本研究成果は、6月9日18時(日本時間)に雑誌:「Scientific Reports 」(Nature Publishing Group) DOI: 10:1038/srep11151
論文名:"Structural and mutational analyses of dipeptidyl peptidase 11 from Porphyromonas gingivalis reveal the molecular basis for strict substrate specificity"として掲載されました。
本研究の意義
現在、抗菌薬として用いられている多くの薬剤が効果を発揮する仕組み(作用機序)は、タンパク質合成阻害、ペプチドグリカン生合成阻害、βラクタマーゼ阻害、細胞壁合成阻害、DNA合成阻害に分類されます。これらの抗菌薬は、病原菌に特有なメカニズムや構造を持つ生体分子(標的分子)に対して作用しますが、これらの抗菌薬が効かない耐性菌の出現が大きな問題となっています。このような耐性菌への対策には、抗菌薬を適正に使用して耐性菌の出現を防ぐ以外に、これまでと異なる作用機序を持つ抗菌薬の開発が必要です。本研究では、糖非発酵グラム陰性細菌である歯周病原因菌や多剤耐性菌の多くが糖などの炭水化物の代わりにタンパク質やペプチドを分解して得られたアミノ酸を主たる栄養源とすることに着目しています。これらの細菌の内膜は、アミノ酸単独ではなく、アミノ酸が2個連なったジペプチドを選択的に透過するため、ペプチドを分解してジペプチドを作り出す酵素(ジペプチジルアミノペプチダーゼ)であるDPP11やDPP7といった細菌にのみ存在する酵素が細菌の生育や増殖に不可欠です(下図)。そのため、これらの酵素の働きを阻害する化合物は新たな抗菌薬となる可能性があります。近年の医薬品開発にはタンパク質の立体構造に基づく創薬(SBDD:Structure-Based Drug Design)という手法が用いられます。例えば、抗インフルエンザ薬のタミフルはインフルエンザウイルスが作り出すノイラミニダーゼというウイルスの増殖に重要な酵素の立体構造をX線結晶構造解析で明らかにして、その立体構造を基に酵素の働きを妨げる化合物を設計・開発されました。このように、SBDDによる創薬には、標的分子の立体構造の解明が不可欠です。

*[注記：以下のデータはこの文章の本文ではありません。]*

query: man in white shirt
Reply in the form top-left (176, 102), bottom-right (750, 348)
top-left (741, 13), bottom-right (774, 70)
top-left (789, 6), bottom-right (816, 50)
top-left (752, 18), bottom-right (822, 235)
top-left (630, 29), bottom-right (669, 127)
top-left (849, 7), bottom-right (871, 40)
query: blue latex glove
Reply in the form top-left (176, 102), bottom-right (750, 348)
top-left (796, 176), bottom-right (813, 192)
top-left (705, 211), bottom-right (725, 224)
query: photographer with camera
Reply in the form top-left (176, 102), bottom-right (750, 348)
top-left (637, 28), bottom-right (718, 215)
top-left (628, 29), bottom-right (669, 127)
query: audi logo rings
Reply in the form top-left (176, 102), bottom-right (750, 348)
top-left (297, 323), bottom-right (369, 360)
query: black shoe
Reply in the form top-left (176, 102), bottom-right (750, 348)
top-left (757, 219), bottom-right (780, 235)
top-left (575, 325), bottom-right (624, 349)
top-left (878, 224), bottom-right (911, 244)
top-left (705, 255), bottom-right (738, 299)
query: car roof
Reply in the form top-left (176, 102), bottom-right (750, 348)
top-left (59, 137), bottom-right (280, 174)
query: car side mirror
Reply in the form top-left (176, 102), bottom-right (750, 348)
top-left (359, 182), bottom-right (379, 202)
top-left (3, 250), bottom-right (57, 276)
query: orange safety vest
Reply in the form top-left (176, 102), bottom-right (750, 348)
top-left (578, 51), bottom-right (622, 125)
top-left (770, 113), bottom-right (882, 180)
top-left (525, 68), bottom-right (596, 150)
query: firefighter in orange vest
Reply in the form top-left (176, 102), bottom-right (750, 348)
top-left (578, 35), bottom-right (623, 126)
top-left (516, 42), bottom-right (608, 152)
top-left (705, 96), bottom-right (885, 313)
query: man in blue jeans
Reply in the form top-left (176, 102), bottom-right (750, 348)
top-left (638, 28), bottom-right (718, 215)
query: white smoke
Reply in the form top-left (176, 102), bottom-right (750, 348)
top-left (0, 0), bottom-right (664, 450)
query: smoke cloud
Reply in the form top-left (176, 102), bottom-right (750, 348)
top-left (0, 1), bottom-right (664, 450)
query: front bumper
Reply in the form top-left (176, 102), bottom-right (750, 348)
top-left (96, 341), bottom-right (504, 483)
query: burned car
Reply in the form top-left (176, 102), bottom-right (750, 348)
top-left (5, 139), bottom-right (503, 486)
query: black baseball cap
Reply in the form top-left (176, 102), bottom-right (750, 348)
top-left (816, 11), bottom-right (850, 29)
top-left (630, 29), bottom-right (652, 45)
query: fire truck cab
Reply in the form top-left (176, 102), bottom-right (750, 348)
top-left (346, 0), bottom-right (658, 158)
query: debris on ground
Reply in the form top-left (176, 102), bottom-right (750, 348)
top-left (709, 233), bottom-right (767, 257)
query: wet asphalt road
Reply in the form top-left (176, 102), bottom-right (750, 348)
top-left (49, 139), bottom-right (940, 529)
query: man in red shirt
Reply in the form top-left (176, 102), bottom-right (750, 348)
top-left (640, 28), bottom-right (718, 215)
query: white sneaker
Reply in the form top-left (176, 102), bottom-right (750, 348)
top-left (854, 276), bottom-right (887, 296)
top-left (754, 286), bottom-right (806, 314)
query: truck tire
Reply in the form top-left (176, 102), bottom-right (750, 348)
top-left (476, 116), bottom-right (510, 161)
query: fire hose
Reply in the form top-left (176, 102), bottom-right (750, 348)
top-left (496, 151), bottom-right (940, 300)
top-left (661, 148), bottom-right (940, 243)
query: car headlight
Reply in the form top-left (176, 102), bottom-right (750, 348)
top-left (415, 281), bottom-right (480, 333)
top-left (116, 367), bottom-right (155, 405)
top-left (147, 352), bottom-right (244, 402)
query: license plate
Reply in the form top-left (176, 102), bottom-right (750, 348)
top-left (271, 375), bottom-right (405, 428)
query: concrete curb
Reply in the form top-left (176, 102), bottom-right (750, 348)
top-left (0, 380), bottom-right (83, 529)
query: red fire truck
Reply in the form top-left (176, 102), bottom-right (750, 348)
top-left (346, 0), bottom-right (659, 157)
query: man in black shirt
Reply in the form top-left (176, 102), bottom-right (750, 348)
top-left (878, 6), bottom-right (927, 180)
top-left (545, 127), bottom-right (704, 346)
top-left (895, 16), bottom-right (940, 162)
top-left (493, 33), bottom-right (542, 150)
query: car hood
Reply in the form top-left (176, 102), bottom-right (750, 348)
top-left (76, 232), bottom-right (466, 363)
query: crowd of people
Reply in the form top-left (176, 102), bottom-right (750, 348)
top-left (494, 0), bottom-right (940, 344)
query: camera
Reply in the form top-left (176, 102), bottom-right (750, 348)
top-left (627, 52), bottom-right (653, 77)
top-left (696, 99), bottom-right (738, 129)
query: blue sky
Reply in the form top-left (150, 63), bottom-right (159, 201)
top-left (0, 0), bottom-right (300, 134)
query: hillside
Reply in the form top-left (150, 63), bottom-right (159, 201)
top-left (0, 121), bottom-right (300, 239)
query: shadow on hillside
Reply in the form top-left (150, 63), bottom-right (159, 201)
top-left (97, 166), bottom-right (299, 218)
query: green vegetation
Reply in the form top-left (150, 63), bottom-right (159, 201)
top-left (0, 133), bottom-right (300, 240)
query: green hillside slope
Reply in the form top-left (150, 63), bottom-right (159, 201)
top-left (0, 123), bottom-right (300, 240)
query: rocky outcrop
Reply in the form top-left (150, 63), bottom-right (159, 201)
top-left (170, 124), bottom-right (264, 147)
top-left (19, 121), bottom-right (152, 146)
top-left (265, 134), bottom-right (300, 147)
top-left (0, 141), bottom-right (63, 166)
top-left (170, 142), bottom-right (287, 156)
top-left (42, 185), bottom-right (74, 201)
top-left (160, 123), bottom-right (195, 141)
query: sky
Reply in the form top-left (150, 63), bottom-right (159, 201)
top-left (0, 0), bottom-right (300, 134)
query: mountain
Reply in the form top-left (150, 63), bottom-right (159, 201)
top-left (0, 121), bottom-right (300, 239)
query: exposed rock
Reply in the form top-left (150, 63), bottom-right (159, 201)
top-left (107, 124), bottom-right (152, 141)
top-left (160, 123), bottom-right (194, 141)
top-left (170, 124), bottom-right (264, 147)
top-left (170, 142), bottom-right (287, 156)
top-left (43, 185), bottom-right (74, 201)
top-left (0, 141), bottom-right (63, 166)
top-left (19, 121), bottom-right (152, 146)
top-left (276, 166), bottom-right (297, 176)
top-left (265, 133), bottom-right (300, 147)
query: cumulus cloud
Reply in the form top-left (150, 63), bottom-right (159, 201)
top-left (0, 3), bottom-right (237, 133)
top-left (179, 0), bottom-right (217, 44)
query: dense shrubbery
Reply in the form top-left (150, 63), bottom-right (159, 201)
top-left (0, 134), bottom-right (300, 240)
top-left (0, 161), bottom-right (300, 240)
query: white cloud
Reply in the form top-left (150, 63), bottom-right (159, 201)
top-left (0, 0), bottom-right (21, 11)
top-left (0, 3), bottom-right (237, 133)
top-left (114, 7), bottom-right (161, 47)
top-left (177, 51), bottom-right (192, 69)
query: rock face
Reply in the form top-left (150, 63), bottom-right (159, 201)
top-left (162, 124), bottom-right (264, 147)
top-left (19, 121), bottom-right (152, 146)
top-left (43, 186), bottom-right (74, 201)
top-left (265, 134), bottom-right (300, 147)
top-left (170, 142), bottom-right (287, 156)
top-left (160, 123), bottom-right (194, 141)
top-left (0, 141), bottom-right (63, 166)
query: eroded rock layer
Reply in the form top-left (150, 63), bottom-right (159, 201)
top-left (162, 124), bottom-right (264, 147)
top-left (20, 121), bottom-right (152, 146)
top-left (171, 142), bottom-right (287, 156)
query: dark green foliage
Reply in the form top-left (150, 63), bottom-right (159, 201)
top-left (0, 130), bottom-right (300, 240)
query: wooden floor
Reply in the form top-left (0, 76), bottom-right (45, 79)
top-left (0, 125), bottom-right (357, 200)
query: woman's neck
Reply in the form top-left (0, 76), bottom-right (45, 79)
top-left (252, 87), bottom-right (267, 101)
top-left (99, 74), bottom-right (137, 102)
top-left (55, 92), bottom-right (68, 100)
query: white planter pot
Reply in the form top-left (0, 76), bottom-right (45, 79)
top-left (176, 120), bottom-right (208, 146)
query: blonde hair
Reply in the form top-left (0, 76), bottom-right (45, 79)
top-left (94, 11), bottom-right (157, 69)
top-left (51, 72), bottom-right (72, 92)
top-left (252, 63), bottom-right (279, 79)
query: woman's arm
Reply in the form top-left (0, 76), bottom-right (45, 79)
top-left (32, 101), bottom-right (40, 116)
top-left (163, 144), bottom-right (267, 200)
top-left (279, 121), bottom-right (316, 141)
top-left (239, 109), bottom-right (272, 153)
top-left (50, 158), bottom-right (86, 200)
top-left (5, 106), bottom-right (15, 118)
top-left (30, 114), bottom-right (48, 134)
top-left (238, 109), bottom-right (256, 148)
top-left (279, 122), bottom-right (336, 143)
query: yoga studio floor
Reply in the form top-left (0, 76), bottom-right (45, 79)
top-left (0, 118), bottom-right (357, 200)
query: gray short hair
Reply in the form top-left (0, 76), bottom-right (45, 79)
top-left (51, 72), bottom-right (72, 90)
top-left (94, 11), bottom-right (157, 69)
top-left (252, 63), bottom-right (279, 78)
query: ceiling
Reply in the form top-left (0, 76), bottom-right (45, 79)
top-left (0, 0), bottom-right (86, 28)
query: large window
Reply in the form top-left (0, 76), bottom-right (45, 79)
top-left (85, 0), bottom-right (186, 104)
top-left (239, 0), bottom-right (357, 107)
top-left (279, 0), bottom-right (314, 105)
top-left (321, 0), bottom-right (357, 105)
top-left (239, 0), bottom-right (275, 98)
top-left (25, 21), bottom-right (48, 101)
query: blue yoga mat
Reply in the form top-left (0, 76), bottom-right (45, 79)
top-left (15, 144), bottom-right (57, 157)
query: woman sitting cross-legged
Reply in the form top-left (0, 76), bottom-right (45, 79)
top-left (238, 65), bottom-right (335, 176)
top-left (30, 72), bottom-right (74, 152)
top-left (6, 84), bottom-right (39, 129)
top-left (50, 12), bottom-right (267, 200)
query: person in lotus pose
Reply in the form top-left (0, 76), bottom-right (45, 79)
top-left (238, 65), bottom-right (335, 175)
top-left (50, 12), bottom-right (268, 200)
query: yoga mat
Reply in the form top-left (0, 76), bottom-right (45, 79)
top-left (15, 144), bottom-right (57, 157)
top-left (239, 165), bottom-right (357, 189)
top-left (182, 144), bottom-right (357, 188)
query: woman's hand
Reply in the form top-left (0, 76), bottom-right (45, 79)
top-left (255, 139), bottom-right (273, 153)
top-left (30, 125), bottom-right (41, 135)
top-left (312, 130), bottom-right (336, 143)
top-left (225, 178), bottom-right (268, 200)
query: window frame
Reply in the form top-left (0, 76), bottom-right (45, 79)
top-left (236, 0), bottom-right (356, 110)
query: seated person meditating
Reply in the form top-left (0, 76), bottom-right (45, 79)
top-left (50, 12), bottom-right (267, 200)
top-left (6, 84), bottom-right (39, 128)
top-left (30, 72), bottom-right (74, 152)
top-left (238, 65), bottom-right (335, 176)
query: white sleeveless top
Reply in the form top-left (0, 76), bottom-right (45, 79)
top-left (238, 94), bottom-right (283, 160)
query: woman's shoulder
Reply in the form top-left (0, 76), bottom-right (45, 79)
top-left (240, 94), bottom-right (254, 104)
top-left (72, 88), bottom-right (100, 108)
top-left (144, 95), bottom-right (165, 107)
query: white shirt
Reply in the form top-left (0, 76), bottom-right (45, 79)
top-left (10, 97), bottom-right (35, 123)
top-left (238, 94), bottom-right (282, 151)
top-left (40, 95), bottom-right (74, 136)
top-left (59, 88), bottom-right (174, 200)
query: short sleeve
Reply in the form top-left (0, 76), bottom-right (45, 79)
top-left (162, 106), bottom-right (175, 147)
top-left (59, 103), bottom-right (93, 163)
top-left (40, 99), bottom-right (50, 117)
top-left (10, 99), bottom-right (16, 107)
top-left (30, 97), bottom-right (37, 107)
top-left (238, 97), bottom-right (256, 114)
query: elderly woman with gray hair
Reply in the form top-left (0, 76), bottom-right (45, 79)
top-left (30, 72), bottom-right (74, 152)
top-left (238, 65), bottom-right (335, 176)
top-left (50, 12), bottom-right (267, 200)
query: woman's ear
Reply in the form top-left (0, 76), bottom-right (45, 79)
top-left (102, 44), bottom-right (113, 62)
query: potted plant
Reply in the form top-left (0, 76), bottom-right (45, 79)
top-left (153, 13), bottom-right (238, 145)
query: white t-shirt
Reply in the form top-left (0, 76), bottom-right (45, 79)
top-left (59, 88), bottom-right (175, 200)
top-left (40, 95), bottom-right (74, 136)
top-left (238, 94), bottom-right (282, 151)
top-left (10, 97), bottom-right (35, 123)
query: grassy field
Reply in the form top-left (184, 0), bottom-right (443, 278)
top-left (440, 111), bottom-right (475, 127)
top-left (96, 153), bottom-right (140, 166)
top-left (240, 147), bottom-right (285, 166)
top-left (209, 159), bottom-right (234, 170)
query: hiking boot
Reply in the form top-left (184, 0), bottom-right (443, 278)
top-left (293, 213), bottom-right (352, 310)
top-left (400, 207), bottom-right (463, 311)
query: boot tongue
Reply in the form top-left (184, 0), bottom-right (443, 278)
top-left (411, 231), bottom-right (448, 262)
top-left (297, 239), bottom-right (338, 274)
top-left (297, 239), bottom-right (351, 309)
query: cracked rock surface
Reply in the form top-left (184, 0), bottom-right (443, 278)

本研究では、糖非発酵グラム陰性細菌の外部からの栄養源の取り込みに必要なタンパク質のうち、歯周病原因菌や多剤耐性菌のような糖非発酵グラム陰性菌のみが持つファミリーS46ペプチダーゼという仲間に属する一連のタンパク質の中で重要な働きをもつタンパク質(DPP11)の立体構造解析に成功しました。ファミリーS46の重要なタンパク質として、DPP11とDPP7が知られており、昨年報告したDAP BIIはこのDPP7と類似していることから、これまでの成果で既にファミリーS46の2つの重要なタンパク質の立体構造を明らかにしたことになります。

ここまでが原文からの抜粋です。